Отовсюду на голос Тимки выползают оборванные бездольники, забытые люди, а огородник – неистовствует, кричит Кешину:

– Семен Петров, ты человек благочестивый, – как же ты греха не боишься? Василиса Яхонтова вторые сутки разродиться не может, а он…

– Перестал бы, Тимоха, – говорит Кешин. – Что сердишь зря?

– Никто, кроме его, не сердится, – правильно замечает подмастерье и – поет, а мне кажется, что если б его только хвалили, он пел бы хуже. В воротах явилась и стоит избочась торговка полотном, за спиною у нее тяжелый узел, в руке железный аршин. Ее лыковое лицо без бровей напряжено, губы приоткрыты, точно у птицы, которая хочет пить.
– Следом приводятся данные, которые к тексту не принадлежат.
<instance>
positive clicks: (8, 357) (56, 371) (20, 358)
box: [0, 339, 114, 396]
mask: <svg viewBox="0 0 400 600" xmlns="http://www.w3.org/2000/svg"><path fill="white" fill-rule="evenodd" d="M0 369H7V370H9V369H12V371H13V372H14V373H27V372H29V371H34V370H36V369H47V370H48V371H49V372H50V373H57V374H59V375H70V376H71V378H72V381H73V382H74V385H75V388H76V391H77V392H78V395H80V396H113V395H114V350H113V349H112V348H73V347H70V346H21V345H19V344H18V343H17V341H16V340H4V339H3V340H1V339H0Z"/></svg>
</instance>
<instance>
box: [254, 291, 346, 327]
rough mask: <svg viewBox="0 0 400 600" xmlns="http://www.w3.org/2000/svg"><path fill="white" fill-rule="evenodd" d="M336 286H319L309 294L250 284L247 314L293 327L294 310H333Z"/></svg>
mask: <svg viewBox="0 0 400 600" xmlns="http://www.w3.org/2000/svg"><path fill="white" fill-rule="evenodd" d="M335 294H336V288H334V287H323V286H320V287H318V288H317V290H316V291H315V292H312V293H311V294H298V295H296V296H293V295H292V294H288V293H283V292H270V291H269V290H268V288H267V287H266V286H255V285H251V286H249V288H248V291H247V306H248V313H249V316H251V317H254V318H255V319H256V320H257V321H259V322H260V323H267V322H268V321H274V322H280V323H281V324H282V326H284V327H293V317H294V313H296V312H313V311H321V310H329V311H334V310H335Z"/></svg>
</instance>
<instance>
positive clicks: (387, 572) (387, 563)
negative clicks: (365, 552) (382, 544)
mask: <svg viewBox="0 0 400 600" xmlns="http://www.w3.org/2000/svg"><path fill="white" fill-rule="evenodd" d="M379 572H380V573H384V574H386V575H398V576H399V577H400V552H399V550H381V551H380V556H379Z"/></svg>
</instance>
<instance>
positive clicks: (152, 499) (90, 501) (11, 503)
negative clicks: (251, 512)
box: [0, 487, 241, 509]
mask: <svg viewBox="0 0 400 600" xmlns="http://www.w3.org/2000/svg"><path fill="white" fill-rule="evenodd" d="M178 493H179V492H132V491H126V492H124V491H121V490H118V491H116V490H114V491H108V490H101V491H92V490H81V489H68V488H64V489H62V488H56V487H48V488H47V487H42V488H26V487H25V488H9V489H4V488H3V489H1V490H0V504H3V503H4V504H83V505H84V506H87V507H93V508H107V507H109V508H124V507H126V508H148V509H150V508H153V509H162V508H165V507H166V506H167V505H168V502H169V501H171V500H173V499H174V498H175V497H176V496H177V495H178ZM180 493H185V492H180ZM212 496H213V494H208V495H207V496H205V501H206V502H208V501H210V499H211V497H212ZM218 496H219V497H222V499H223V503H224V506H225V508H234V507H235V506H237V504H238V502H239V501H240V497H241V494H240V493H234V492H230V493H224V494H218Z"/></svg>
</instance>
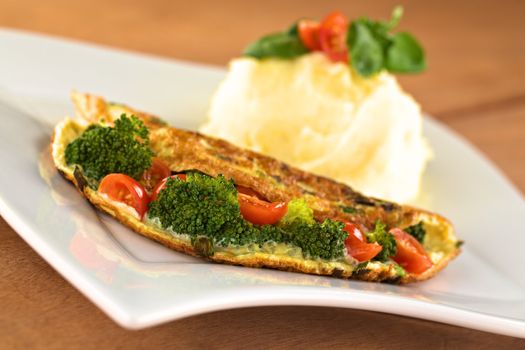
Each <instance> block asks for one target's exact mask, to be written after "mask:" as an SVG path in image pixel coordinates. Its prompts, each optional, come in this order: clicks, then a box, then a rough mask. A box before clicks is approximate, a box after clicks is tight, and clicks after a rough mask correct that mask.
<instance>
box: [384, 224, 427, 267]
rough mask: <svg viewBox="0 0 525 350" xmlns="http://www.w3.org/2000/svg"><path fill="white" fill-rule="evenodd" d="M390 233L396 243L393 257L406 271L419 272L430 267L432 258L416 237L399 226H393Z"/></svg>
mask: <svg viewBox="0 0 525 350" xmlns="http://www.w3.org/2000/svg"><path fill="white" fill-rule="evenodd" d="M390 233H391V234H393V235H394V238H395V239H396V245H397V254H396V255H395V256H394V257H393V259H394V261H395V262H397V263H398V264H399V265H401V266H403V268H404V269H405V270H407V272H409V273H413V274H420V273H423V272H425V271H426V270H428V269H429V268H431V267H432V260H430V257H429V256H428V254H427V252H426V251H425V248H423V246H422V245H421V243H419V242H418V241H417V239H415V238H414V237H412V236H411V235H409V234H408V233H406V232H405V231H403V230H402V229H400V228H393V229H391V230H390Z"/></svg>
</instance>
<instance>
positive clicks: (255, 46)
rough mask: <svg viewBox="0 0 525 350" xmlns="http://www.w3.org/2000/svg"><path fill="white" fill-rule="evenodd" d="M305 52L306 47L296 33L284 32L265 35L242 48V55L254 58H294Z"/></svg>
mask: <svg viewBox="0 0 525 350" xmlns="http://www.w3.org/2000/svg"><path fill="white" fill-rule="evenodd" d="M306 53H308V49H307V48H306V47H305V46H304V45H303V43H302V42H301V39H299V37H298V36H297V35H293V34H289V33H286V32H284V33H275V34H270V35H266V36H264V37H262V38H261V39H259V40H257V41H256V42H254V43H252V44H250V45H249V46H248V47H247V48H246V49H245V50H244V55H246V56H252V57H255V58H265V57H278V58H294V57H297V56H301V55H304V54H306Z"/></svg>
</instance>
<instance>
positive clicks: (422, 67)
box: [385, 32, 426, 73]
mask: <svg viewBox="0 0 525 350" xmlns="http://www.w3.org/2000/svg"><path fill="white" fill-rule="evenodd" d="M385 67H386V69H388V70H389V71H390V72H394V73H418V72H421V71H423V70H425V68H426V61H425V52H424V51H423V48H422V47H421V45H420V44H419V42H418V41H417V40H416V38H414V37H413V36H412V35H410V34H409V33H406V32H402V33H396V34H395V35H394V36H393V38H392V43H391V44H390V46H389V47H388V49H387V52H386V62H385Z"/></svg>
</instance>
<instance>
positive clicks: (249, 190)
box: [235, 185, 266, 200]
mask: <svg viewBox="0 0 525 350" xmlns="http://www.w3.org/2000/svg"><path fill="white" fill-rule="evenodd" d="M235 187H236V188H237V192H239V193H243V194H246V195H248V196H252V197H257V198H259V199H262V200H266V199H265V198H264V197H263V196H261V195H260V194H259V193H258V192H256V191H255V190H252V189H251V188H249V187H244V186H241V185H235Z"/></svg>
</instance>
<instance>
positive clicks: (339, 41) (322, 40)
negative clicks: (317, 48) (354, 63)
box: [319, 11, 348, 62]
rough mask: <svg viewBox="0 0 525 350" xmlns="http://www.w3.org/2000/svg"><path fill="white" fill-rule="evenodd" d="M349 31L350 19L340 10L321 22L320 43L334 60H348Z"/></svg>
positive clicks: (319, 30)
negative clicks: (346, 41) (342, 13)
mask: <svg viewBox="0 0 525 350" xmlns="http://www.w3.org/2000/svg"><path fill="white" fill-rule="evenodd" d="M347 31H348V19H347V18H346V17H345V15H343V14H342V13H341V12H339V11H334V12H332V13H331V14H329V15H328V16H327V17H326V18H325V19H324V20H323V22H321V27H320V28H319V43H320V45H321V49H322V50H323V52H324V53H325V54H326V55H327V56H328V57H330V59H331V60H332V61H333V62H347V61H348V47H347V45H346V35H347Z"/></svg>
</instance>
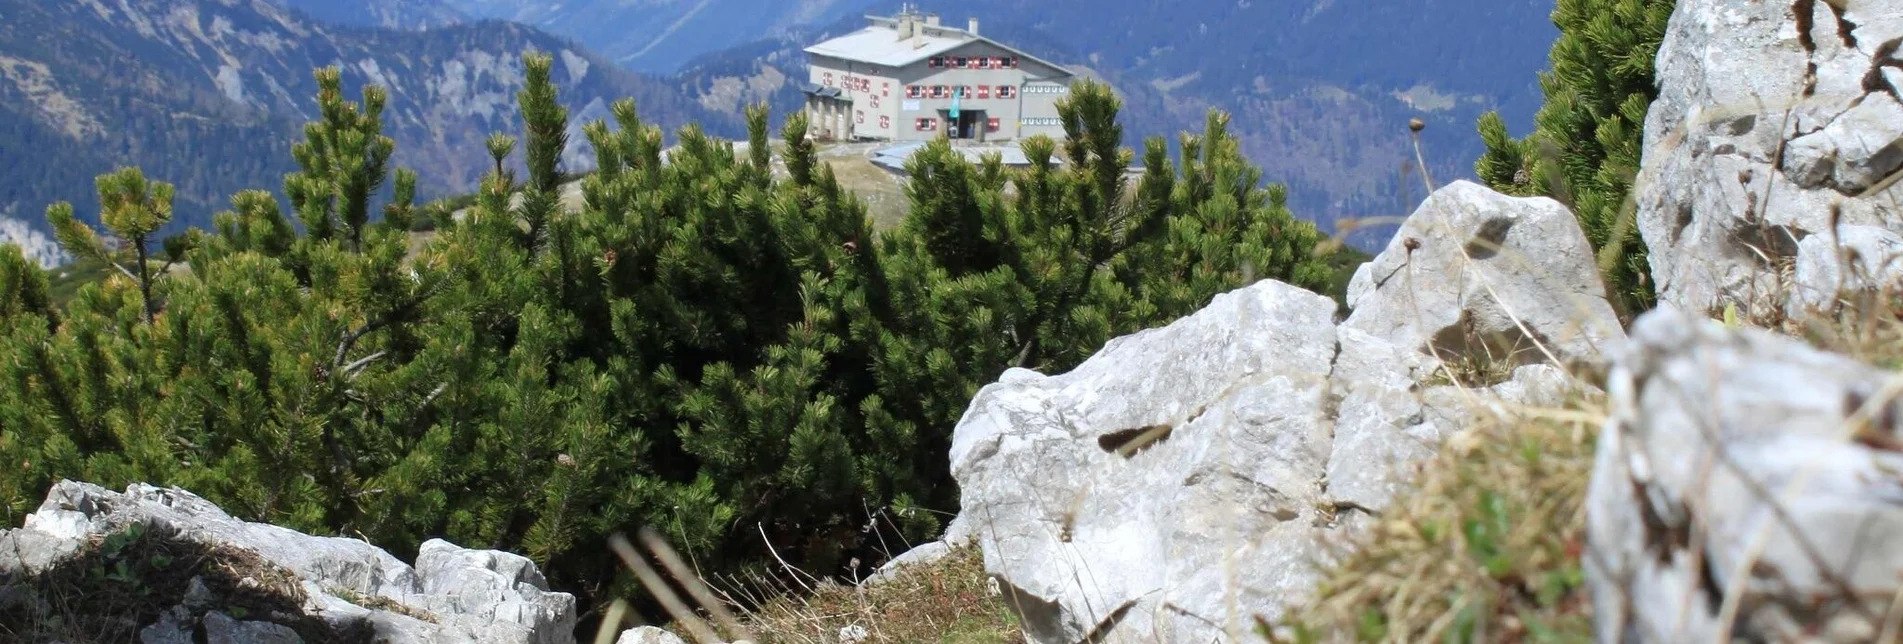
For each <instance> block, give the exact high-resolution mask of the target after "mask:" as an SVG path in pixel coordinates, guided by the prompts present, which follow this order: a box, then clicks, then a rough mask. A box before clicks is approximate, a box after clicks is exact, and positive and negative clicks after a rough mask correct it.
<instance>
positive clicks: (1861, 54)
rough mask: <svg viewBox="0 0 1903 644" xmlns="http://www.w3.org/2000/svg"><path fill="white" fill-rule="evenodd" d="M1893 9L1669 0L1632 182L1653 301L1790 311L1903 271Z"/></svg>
mask: <svg viewBox="0 0 1903 644" xmlns="http://www.w3.org/2000/svg"><path fill="white" fill-rule="evenodd" d="M1899 11H1903V4H1897V2H1884V0H1878V2H1810V0H1798V2H1722V0H1680V2H1678V6H1677V13H1673V19H1671V30H1669V32H1667V36H1665V44H1663V46H1661V48H1659V55H1658V80H1659V99H1658V101H1656V103H1654V105H1652V112H1650V116H1648V118H1646V152H1644V164H1642V171H1640V177H1638V191H1637V200H1638V227H1640V232H1642V234H1644V242H1646V248H1650V250H1652V274H1654V278H1656V280H1658V288H1659V299H1661V301H1665V303H1673V305H1677V307H1682V309H1688V311H1696V312H1705V311H1713V309H1720V307H1724V305H1726V303H1737V305H1745V309H1758V311H1777V309H1791V311H1796V309H1810V307H1819V305H1827V303H1829V301H1833V299H1834V295H1836V290H1838V286H1848V288H1857V286H1863V284H1865V282H1886V280H1895V276H1899V274H1903V272H1899V269H1903V267H1899V265H1897V261H1895V259H1897V255H1899V253H1897V250H1899V248H1903V236H1897V232H1899V231H1903V221H1899V219H1897V213H1895V204H1897V196H1899V194H1903V189H1899V187H1897V185H1895V183H1897V181H1895V179H1897V177H1899V175H1903V103H1899V101H1897V95H1899V93H1897V88H1903V57H1899V53H1897V42H1899V40H1903V21H1899V19H1897V15H1899ZM1840 250H1855V253H1844V252H1840ZM1850 263H1854V265H1850Z"/></svg>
– Сапог нет у подлеца, – кричит Хлебников, – штаны завтра свалятся…

Тимка задорно поет:

Эх, ждала я тебя сорок ночей,Ожидала – не дремала, не спала,Черны думы горько думала,Истомила свою душеньку!

Кешин, помахивая молотком, идет к воротам, говоря:

– Здорово, Прасковея Филипповна! Каковы дела?


Торговка полотном приходила к бондарю аккуратно каждое воскресенье, а иногда и в будни; они запирались в комнате Кешина, Тимка кипятил им самовар и отправлялся в огород, к бабам, – они жили там в дощатом сарае.

Иногда торговка выглядывала из окна, поправляя ловкими руками встрепанные волосы и прислушиваясь к чему-то. Ее круглые, вороватые глаза смотрели на всех и на всё нагло и бесстыдно.

Нередко Кешин приглашал Хлебникова, и тогда на двор из открытого окна падали обрывки солидных речей.

– Ефрем-от Сирин до Златоуста жил али после?